At the start, I mentioned that at first glance, the trajectory of the Gospel has nothing to do with food. But it has. To save us, God touches us to the core of our being. Therefore it is right to state that Jesus is never far from our salvation or we are never far from being saved by Him. In this new age of the Church[4] Jesus acts through the Sacraments to bring us the salvation which He guaranteed through Isaiah and effected in the healing touch of the man born deaf and dumb. For us, in the Sacrament of the Eucharist, Jesus is the fulfilment of the assurance made before the Ascension that He will be with us till the end of time. In conclusion, presuming that one is spiritually prepared, the reception of Holy Communion by means of the drive through initiative brings out clearly the aspect of the Eucharist as truly Viaticum—He touches us. Fear not for He will always be with us along the way until we have arrived at our eternal destination.



[1] Headphones and headsets.
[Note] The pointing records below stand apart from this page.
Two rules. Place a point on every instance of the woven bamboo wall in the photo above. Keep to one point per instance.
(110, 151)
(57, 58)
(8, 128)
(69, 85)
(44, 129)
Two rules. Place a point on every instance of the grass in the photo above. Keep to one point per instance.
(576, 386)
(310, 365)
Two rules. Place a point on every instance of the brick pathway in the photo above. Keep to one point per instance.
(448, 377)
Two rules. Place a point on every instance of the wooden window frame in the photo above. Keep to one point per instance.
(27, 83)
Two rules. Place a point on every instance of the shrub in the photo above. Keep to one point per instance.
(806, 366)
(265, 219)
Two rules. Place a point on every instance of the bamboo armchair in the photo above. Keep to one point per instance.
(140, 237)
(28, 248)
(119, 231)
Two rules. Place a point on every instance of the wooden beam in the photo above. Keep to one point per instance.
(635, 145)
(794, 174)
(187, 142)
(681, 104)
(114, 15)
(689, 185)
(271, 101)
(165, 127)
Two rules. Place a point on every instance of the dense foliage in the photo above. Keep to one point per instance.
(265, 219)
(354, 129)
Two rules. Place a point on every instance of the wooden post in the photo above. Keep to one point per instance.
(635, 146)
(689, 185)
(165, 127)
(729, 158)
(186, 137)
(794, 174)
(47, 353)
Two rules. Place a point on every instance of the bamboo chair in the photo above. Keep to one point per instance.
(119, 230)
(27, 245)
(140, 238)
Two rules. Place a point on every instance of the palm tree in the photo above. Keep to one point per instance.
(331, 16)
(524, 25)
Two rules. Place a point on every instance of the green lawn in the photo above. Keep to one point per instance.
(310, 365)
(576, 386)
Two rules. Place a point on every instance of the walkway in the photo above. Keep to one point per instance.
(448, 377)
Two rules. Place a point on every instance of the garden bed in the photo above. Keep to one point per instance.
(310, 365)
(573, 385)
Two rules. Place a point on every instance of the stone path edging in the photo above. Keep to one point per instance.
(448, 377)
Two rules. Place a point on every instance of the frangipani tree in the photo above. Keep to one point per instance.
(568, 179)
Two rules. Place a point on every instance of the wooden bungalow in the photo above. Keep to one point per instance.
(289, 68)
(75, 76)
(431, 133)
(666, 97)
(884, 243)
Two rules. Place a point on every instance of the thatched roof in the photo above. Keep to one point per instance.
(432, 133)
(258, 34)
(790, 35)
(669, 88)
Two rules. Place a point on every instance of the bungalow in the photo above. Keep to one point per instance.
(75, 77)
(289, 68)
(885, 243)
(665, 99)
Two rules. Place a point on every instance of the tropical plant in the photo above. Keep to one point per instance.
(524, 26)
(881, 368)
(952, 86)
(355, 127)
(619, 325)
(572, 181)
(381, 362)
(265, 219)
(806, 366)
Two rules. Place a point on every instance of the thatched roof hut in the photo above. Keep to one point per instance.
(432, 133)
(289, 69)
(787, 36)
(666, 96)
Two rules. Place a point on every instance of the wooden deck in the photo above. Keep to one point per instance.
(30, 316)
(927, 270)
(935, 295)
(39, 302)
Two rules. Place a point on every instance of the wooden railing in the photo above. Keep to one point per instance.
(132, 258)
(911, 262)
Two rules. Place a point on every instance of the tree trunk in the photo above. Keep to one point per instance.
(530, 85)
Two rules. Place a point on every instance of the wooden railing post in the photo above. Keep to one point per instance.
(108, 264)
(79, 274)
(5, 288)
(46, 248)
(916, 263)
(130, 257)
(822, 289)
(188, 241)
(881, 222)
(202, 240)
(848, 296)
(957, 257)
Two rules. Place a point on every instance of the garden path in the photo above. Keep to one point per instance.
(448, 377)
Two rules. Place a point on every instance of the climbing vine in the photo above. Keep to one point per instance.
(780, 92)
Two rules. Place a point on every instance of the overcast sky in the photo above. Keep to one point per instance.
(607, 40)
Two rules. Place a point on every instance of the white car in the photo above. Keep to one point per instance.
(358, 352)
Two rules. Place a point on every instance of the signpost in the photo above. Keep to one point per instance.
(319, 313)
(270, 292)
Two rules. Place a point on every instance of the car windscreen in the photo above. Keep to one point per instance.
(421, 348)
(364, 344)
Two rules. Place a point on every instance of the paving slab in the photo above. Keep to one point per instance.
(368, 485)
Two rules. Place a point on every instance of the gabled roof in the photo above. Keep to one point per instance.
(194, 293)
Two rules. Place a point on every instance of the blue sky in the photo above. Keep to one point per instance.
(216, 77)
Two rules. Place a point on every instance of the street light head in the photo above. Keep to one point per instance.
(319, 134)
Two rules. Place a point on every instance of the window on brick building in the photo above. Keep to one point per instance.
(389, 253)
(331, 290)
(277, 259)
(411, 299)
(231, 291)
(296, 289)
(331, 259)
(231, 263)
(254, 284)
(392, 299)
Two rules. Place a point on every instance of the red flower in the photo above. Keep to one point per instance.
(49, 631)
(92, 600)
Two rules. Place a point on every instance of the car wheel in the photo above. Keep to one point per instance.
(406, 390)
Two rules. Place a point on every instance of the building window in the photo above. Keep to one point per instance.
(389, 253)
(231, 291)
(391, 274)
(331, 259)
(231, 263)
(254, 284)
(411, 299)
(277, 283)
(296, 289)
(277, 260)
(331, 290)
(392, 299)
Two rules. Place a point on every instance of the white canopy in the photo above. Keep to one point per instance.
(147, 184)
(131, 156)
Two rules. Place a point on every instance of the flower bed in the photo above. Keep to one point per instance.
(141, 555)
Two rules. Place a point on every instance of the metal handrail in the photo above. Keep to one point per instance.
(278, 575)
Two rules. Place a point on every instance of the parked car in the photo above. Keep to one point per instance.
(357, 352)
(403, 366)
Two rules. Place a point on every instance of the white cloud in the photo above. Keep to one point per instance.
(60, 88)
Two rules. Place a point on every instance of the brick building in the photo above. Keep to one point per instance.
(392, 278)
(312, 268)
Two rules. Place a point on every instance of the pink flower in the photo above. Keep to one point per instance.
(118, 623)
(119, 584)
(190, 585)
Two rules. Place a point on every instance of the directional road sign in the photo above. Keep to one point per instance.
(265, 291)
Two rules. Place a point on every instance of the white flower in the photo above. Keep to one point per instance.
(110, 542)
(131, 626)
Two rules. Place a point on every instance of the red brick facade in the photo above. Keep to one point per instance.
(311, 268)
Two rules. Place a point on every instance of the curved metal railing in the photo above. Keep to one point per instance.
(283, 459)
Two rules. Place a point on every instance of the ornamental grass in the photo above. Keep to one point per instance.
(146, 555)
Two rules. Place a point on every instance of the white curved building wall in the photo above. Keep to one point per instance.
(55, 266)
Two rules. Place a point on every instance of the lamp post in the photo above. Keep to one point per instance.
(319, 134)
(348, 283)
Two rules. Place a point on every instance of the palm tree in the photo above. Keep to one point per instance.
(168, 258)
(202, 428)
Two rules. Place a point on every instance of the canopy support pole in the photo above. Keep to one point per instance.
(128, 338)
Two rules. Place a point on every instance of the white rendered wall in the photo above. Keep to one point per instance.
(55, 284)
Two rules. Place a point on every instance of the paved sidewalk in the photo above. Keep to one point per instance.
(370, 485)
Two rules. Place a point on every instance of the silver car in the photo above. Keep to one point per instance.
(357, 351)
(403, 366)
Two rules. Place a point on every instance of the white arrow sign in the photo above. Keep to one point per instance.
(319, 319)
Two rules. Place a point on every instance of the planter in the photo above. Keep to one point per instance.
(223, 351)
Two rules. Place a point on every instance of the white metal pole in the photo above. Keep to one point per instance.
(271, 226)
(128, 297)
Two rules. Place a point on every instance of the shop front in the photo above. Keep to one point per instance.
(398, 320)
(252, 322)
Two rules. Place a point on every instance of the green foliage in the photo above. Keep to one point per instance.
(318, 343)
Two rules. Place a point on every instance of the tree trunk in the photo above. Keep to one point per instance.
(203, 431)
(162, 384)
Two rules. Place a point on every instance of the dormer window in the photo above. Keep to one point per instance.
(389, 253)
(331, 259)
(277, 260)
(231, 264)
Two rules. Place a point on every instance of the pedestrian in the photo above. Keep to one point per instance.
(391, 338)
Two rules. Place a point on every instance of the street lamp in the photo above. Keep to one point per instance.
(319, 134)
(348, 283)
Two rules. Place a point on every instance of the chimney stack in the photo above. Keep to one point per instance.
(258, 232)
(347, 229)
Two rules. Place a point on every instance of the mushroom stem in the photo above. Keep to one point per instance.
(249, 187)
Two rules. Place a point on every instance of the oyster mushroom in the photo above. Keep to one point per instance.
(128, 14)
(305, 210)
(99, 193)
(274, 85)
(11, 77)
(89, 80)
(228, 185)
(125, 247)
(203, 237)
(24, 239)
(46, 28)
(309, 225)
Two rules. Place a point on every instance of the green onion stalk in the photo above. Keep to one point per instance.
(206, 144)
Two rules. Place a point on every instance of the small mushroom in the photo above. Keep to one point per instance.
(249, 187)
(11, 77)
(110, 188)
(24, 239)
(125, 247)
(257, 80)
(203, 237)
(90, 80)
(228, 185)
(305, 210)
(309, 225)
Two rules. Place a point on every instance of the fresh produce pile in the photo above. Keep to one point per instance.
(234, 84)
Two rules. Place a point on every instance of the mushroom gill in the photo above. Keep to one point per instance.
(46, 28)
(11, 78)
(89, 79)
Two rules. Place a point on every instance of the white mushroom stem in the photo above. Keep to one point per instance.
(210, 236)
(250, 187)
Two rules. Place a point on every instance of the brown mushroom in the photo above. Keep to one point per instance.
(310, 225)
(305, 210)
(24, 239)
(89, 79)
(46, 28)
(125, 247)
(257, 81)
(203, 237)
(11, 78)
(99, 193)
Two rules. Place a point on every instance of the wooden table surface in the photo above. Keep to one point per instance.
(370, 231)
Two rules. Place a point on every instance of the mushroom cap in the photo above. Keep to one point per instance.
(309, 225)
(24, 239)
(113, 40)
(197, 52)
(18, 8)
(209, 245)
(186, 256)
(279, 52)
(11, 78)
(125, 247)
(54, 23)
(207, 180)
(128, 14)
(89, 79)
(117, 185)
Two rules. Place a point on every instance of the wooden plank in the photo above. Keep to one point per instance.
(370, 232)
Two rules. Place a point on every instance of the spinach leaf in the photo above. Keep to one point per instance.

Anything which is shared is possible fomite transmission.

[2]The Lord Jesus made the deaf hear and the dumb speak. May He soon touch your ears to receive His word, and your mouth to proclaim His faith, the praise and glory of God the Father. Amen”.

[3] If we think about it, it does not make sense. How can mortality which is “essential” OF our nature be considered a weakness? We are mortal beings as the philosopher Heidegger reminds—beings unto death. Every breath is one breath to death. It should be viewed not as a weakness but rather as path toward freedom.

[4] Definitely not the New Age that believes that the “self” is the saviour a la self-help etc.